Le site «Ar Rai Al Yom» a estimé que «la découverte de ce réseau constitue le premier revers majeur au nouveau patron du renseignement saoudien, le prince Mohamad Ben Nayef, artisan du programme de réhabilitation en sa qualité de ministre de l’intérieur et successeur de Bandar Ben Sultan dans la gestion du djihadisme».
«Le fait que le porte-parole saoudien ait fait état d’un réseau et non d’une cellule souligne l’ampleur du phénomène. Son démantèlement apporte un cinglant démenti aux allégations saoudiennes selon lesquelles le royaume a définitivement éradiqué le djihadisme sur son sol, conclut le propriétaire du site, l’influent journaliste Abdel Bari Atwane, ancien propriétaire du journal transarabe Al Qods Al Arabi». http://www.raialyoum.com/?cat=249

Ce fait pourrait expliquer l’absence de compensation non plus au clan Nayef ben Mohamad, le nouveau patron du renseignement pour les nominations royales.
La propulsion des fils du Roi aux commandes de l’état s’est accompagnée d’une importante promotion d’officiers supérieurs à la tête des états-majors des trois armes (air terre mer). Question sans doute de s’assurer l’allégeance du commandement interarmes saoudien longtemps aux mains du Clan Sultan : http://www.al-akhbar.com/node/206527

Fait accompli ou caution américaine ?

Le réaménagement de la structure du pouvoir en Arabie saoudite, au cours des deux derniers mois, s’est produit à la veille de la visite d’importantes personnalités américaines. En mars, la promotion du fils du Roi au poste d’héritier du prince héritier est intervenue à la veille de la visite du président Barack Obama, à Ryad, pour y sceller la réconciliation saoudo américaine. En mai, la promotion des deux autres fils du Roi est intervenue à la veille de la visite du secrétaire à la Défense, Chuck Hagel, venu participer à la conférence des ministres de la défense du Conseil de coopération du Golfe. Sans qu’il ait été possible, dans les deux cas, de savoir si ce chamboulement répondait au souci du roi de placer ses alliés américains devant le fait accompli et s’il bénéficiait de leur caution.
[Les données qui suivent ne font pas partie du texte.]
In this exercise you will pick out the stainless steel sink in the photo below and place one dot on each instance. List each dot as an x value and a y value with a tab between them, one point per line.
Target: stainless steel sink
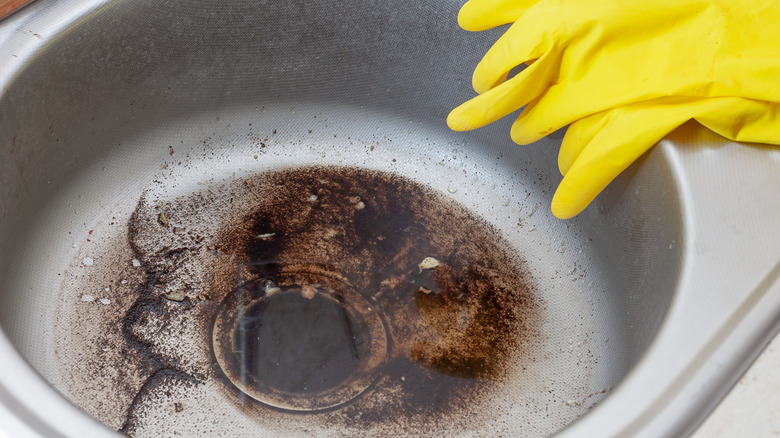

Face à de tels bouleversements, le prince Saoud Al Faysal, ministre des affaires étrangères, a infléchi sa position maximaliste envers l’Iran, lançant une invitation à son collègue iranien Mohamad Zarif, à venir en Arabie saoudite «à la date de sa convenance pour des entretiens visant à régler les différends dans un esprit de fraternité en vue de faire de la zone du golfe, une zone de prospérité».

Le prince Saoud, un des faucons saoudiens et beau-frère par alliance du prince Bandar Ben Sultan, a-t-il voulu prendre acte de la défaite de son clan? De la dangerosité de l’instrumentalisation de la religion comme arme de combat comme en ont témoigné les dérives du djihadisme erratique en Syrie et dans sa projection sur l’«espace européen? Anticiper l’évolution régionale dans la perspective d’un possible accord nucléaire irano saoudien et l’accession de Téhéran au rang de puissance régionale? A-t-il enfin pris la mesure du désastre infligé à la revendication palestinienne à un état indépendant du fait des guerres fratricides interarabes? Pris conscience, et son royaume avec, que ces modernes guerres de religion sont des guerres d’outre temps?